Brad Tuininga, Resource Development Director at the North Cascades Institute, grabs a tong-ful of decomposing food waste. Occasionally, plastic bags or those ubiquitous stickers on apples sneak in the mix and have to be hand-picked out. Photo by Jessica Haag.
Occasionally, if needed, I will mention that havoc-wreaking students can get transferred from their deluxe, amber-lit lodges (named after native conifers) for a complementary night in the esteemed and steamy Black Morel.
Contemplating compost, I can’t help recalling the Pirates of the Caribbean movies, in which Johnny Depp’s character, Jack Sparrow, is trying to get his precious ship, the Black Pearl, back from rival buccaneers. Aarrg, the Black Morel! Our building, and our role, is similar to an oyster’s magic of turning sand into a precious treasure. And though we are neither pirates nor bivalves, we are laying claim to riches usually plundered and underappreciated, compacted and buried under mounds of ever-more refuse in our society’s mile-long middens. In a world without decomposition, life on earth would quickly cease, smothered under piles of maple leaves and animal carcasses. No nutrients would return to the system, instead forever locked up in a dead organism. We Americans typically don’t like to think about death, so we don’t. Yet the two – life and death – are inseparable, and are ecological necessities. It is time to honor that yin and yang, and celebrate decay.

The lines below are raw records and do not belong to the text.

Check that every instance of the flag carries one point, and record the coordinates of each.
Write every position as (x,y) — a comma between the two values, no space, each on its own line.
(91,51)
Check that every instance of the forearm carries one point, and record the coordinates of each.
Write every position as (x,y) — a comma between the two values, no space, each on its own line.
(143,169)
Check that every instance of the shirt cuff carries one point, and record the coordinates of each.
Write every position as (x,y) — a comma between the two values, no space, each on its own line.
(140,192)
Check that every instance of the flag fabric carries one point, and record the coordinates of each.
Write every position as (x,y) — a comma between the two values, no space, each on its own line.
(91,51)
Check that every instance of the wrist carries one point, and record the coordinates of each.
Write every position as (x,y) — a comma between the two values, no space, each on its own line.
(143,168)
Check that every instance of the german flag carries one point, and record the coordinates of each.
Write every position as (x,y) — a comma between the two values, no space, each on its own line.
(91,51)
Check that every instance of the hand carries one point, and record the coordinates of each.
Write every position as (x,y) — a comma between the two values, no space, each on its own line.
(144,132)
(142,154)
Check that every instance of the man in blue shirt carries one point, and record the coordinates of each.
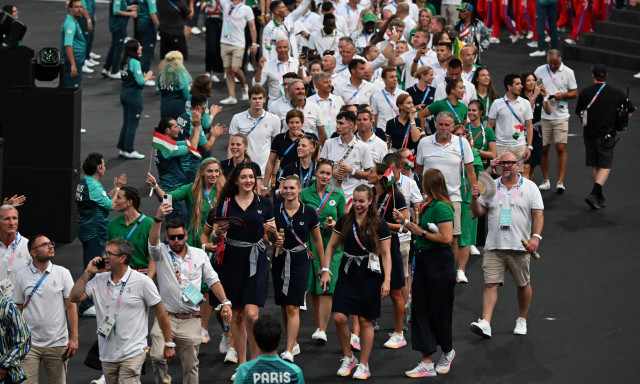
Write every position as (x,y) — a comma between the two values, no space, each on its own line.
(268,367)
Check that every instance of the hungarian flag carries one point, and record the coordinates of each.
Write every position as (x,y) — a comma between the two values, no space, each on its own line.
(193,151)
(164,142)
(391,179)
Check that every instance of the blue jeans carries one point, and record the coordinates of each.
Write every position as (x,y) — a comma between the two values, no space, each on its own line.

So here’s to the Black Morel, my favorite building on campus. Next time you’re visiting the Environmental Learning Center, make sure to swing on by for a stinky, and spiritual, experience.
Facilities Manager, John Harter, caught between the “hungry” Earth Tub and the gaseous full one. Photo by Jessica Haag.Leading photo: One of two six-foot diameter, five-foot deep composters at the Environmental Learning Center. In an alternating cycle, this one is ready to receive food waste, while the other one is off-limits while the bacteria digest the soup of scraps. Photo by Jessica Haag.
Katherine Renz is a graduate student in North Cascades Institute and Western Washington University’s M.Ed. program. Someday she will have a cozy cob cottage named after her favorite decomposer, Amanita muscaria.